Agents
Agents orchestrate LLM calls, tool executions, conditional logic, and data transformations into repeatable pipelines. almyty supports two agent modes: Workflow agents defined as visual DAGs, and Autonomous agents configured with instructions, tools, and memory.

Agent Modes
| Mode | Best for | How it works |
|---|---|---|
| Workflow | Deterministic multi-step pipelines | Visual DAG builder with 10 node types connected by edges |
| Autonomous | Open-ended reasoning tasks | Form-based config: system instructions, attached tools, memory, and optional collaboration with other agents |
In the UI
Creating a Workflow Agent
- Click Agents in the sidebar
- Click Create Agent
- Select the Workflow tab
- Enter a name and optional description
- The canvas opens with a default Input, LLM Call, and Output pipeline
- Drag nodes from the left palette, connect them, and configure each node in the right panel
- Click Save to store the agent as a draft
Creating an Autonomous Agent
- Click Agents in the sidebar
- Click Create Agent
- Select the Autonomous tab
- Enter a name and system instructions describing the agent’s behavior
- Attach tools the agent can call
- Optionally enable memory and configure collaboration with other agents
- Click Save
Managing Agents
From the agents list you can:
- Activate / Deactivate an agent using the status toggle
- Duplicate an agent to create a copy
- Import an agent from JSON using the Import button in the top bar
- Delete an agent from its detail page
Via the API
Create a Workflow Agent
curl -X POST /agents \
-H "Authorization: Bearer $TOKEN" \
-H "Content-Type: application/json" \
-d '{
"name": "Research Agent",
"description": "Searches and summarizes information",
"mode": "workflow",
"pipeline": {
"nodes": [
{ "id": "input_1", "type": "input", "data": {
"schema": { "type": "object", "properties": { "query": { "type": "string" } }, "required": ["query"] }
}},
{ "id": "llm_1", "type": "llm_call", "data": {
"providerId": "provider-uuid",
"systemPrompt": "You are a research assistant.",
"userPromptTemplate": "Research: {{input.query}}"
}},
{ "id": "output_1", "type": "output", "data": {
"mapping": "{{nodes.llm_1.output}}"
}}
],
"edges": [
{ "id": "e1", "source": "input_1", "target": "llm_1" },
{ "id": "e2", "source": "llm_1", "target": "output_1" }
]
}
}'Create an Autonomous Agent
curl -X POST /agents \
-H "Authorization: Bearer $TOKEN" \
-H "Content-Type: application/json" \
-d '{
"name": "Support Agent",
"mode": "autonomous",
"instructions": "You are a customer support agent.

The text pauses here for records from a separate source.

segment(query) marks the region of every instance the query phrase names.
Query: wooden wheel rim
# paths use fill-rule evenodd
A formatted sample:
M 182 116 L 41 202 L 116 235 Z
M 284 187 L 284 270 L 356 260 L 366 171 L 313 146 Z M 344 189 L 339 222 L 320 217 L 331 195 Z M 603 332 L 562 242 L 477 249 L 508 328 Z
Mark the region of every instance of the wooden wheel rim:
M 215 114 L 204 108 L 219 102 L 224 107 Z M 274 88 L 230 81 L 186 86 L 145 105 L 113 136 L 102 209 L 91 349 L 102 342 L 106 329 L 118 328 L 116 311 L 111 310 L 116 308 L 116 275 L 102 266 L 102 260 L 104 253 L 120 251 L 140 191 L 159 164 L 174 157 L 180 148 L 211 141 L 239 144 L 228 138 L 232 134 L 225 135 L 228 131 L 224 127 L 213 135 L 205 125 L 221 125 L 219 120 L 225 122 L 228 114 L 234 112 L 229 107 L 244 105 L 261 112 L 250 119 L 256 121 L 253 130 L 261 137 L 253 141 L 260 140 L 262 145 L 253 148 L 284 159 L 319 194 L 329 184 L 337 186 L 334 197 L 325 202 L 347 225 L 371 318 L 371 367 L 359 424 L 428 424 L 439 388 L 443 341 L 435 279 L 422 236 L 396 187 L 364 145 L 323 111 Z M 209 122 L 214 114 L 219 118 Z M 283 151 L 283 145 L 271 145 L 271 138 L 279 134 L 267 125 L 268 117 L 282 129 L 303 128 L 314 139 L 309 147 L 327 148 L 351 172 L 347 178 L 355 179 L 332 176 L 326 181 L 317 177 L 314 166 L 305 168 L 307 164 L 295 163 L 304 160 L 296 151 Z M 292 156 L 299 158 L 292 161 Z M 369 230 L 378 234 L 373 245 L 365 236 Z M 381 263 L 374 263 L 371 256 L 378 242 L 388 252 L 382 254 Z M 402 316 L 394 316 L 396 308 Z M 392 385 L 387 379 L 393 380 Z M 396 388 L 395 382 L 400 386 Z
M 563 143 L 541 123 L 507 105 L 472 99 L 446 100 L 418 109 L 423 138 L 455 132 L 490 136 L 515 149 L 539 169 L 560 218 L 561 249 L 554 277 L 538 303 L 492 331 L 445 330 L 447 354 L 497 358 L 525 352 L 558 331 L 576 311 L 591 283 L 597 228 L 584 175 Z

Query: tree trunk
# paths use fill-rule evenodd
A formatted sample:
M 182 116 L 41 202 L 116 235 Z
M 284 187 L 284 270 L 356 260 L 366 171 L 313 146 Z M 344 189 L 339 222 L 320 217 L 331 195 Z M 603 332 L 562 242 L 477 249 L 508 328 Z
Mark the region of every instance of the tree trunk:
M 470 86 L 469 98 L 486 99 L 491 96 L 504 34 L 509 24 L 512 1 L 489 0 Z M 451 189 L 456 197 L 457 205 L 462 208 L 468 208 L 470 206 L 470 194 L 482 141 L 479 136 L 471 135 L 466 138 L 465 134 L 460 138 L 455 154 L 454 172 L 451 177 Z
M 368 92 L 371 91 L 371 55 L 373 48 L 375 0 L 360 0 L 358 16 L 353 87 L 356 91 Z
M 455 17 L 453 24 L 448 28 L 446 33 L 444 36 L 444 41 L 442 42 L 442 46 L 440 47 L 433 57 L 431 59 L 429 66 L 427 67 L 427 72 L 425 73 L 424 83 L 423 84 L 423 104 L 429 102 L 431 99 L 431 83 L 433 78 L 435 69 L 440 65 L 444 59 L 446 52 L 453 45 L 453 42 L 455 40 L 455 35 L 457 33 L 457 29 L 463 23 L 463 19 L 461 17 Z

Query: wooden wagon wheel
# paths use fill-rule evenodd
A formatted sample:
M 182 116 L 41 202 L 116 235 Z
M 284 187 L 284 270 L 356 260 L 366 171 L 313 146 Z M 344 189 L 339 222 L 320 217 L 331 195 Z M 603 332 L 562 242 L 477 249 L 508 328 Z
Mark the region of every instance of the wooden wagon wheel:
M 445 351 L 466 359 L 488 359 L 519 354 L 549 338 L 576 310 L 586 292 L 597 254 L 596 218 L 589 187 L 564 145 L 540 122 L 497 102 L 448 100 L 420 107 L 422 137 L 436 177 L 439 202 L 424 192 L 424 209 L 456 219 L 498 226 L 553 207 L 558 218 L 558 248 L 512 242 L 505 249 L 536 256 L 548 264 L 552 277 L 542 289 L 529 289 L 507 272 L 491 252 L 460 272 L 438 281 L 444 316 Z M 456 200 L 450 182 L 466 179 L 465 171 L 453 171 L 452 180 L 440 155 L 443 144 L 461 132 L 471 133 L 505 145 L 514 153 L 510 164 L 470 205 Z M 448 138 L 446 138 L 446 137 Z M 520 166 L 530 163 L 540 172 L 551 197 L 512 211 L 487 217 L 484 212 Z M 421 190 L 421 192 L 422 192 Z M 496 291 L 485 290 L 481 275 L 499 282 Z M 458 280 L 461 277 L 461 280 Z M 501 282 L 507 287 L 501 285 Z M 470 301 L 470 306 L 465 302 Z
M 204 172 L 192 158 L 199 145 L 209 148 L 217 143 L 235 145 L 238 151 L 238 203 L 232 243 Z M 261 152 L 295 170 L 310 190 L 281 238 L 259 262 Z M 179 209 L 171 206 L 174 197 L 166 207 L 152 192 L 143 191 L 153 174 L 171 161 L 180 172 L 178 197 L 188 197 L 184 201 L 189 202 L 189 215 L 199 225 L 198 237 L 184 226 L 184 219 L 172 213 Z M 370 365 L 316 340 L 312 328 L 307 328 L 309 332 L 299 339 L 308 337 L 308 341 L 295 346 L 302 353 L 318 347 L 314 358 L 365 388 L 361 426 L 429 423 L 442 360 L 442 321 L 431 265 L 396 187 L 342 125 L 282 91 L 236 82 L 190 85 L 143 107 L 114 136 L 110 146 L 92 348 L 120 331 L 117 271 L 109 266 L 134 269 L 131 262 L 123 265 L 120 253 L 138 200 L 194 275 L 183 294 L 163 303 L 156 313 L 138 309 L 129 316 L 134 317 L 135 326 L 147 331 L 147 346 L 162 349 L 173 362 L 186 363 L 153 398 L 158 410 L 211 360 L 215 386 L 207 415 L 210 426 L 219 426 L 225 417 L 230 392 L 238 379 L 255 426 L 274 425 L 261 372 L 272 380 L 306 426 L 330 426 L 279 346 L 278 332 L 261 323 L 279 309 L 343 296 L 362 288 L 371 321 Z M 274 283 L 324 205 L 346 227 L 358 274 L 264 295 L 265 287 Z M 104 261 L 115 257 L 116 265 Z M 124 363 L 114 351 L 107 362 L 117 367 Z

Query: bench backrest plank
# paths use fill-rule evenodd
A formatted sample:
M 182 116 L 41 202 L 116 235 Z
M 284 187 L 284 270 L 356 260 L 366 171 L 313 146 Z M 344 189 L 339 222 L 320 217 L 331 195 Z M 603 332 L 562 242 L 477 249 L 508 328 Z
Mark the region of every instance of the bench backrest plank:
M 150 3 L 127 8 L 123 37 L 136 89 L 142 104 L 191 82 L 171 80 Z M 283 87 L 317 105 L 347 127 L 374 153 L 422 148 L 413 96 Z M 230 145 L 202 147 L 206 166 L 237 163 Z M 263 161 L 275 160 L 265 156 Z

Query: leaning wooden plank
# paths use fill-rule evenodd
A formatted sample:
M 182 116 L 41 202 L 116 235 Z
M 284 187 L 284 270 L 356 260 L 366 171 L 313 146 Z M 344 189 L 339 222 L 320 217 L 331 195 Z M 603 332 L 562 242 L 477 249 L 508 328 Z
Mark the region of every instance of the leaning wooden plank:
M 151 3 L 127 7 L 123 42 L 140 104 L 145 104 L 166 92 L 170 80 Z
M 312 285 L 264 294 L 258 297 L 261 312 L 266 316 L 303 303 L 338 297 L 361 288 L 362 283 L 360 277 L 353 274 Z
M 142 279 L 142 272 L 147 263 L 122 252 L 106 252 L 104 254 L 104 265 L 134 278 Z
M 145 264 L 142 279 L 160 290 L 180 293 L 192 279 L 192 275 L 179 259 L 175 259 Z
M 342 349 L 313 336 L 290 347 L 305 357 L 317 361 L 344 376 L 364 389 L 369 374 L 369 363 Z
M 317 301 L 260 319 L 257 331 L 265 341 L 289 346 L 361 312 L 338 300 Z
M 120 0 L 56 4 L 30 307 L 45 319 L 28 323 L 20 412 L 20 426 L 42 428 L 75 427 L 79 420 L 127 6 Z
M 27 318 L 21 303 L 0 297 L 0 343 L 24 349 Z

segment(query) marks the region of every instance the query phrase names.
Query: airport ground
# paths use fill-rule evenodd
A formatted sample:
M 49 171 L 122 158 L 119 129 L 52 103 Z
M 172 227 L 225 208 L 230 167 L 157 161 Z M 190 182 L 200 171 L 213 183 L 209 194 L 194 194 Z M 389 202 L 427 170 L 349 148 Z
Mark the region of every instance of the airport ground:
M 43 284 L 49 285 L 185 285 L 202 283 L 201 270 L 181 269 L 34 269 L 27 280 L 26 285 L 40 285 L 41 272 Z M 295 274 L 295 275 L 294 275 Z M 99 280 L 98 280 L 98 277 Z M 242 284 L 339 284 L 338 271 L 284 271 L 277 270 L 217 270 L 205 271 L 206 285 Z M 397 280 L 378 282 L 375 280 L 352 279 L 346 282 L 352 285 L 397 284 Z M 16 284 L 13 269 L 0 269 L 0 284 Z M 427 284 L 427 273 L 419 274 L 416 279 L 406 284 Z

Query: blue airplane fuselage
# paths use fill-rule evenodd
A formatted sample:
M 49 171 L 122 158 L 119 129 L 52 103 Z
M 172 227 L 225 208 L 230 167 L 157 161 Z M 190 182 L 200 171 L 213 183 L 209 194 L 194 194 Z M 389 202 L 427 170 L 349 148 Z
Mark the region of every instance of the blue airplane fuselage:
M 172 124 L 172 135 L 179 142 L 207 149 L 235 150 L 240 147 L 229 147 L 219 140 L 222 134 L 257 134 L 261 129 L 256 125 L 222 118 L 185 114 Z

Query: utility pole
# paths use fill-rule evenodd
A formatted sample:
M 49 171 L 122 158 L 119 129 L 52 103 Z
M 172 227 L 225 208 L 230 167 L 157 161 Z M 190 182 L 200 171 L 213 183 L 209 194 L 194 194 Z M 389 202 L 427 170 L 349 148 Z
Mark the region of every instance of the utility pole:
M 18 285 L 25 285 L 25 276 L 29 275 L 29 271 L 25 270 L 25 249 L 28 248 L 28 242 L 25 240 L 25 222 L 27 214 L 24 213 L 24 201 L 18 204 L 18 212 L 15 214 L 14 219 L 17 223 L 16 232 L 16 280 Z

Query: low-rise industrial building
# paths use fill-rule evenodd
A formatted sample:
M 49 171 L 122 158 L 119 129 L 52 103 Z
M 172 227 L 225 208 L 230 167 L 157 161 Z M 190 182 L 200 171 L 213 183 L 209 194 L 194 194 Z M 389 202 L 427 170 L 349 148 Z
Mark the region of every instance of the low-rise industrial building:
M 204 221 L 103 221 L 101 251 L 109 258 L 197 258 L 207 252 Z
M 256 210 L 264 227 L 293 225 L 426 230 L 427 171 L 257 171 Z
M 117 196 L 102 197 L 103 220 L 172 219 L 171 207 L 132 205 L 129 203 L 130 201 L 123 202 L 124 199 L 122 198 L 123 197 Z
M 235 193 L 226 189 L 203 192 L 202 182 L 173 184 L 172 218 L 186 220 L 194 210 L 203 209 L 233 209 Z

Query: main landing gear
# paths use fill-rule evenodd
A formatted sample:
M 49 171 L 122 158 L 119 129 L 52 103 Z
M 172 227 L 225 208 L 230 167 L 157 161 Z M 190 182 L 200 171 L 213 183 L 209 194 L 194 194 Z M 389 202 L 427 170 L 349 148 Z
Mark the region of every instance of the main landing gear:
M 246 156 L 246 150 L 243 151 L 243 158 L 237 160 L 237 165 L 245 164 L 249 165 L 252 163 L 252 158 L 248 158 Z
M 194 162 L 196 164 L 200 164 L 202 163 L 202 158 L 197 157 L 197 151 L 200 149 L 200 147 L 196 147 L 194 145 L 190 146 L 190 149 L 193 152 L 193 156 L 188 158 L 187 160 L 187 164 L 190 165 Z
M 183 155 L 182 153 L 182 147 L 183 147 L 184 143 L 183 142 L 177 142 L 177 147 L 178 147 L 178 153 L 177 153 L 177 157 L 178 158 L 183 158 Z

Answer questions using the knowledge base tool.",
"toolIds": ["tool-uuid-1", "tool-uuid-2"],
"memoryEnabled": true
}'Invoke an Agent
curl -X POST /agents/{id}/invoke \
-H "Authorization: Bearer $TOKEN" \
-H "Content-Type: application/json" \
-d '{
"input": { "query": "What is the weather in Berlin?" }
}'Response:
{
"success": true,
"data": {
"output": "The current weather in Berlin is 12C with partly cloudy skies.",
"executionId": "exec-uuid",
"duration": 2340,
"tokensUsed": 156
}
}Import and Export
# Export
curl /agents/{id}/export \
-H "Authorization: Bearer $TOKEN" > agent.json
# Import
curl -X POST /agents/import \
-H "Authorization: Bearer $TOKEN" \
-H "Content-Type: application/json" \
-d @agent.jsonAgent Lifecycle
| Status | Description |
|---|---|
draft | Agent is being built, not yet invokable |
active | Agent is live and accepting invocations |
inactive | Agent is paused, invocations will be rejected |
error | Agent has a configuration issue |
Execution Model
When a workflow agent is invoked, almyty:
- Validates the input against the Input node’s schema
- Topologically sorts the pipeline nodes
- Executes each node in dependency order, passing data along edges
- Resolves template expressions (
{{nodes.llm_1.output}}) at runtime - Returns the Output node’s result
When an autonomous agent is invoked, almyty sends the input to the LLM with the configured instructions and tools, letting the model decide which tools to call and how to compose the final response.
Templates
almyty ships with built-in templates to get started quickly:
| Template | Description |
|---|---|
| Simple Chat | Input, LLM, Output — the simplest possible agent |
| Research Agent | Chains multiple LLM calls with web search tools |
| Tool-Augmented | LLM with tool calling for dynamic API interaction |
| Multi-Step Pipeline | Conditional branching with data transformations |
Select a template when creating an agent to get a pre-wired pipeline.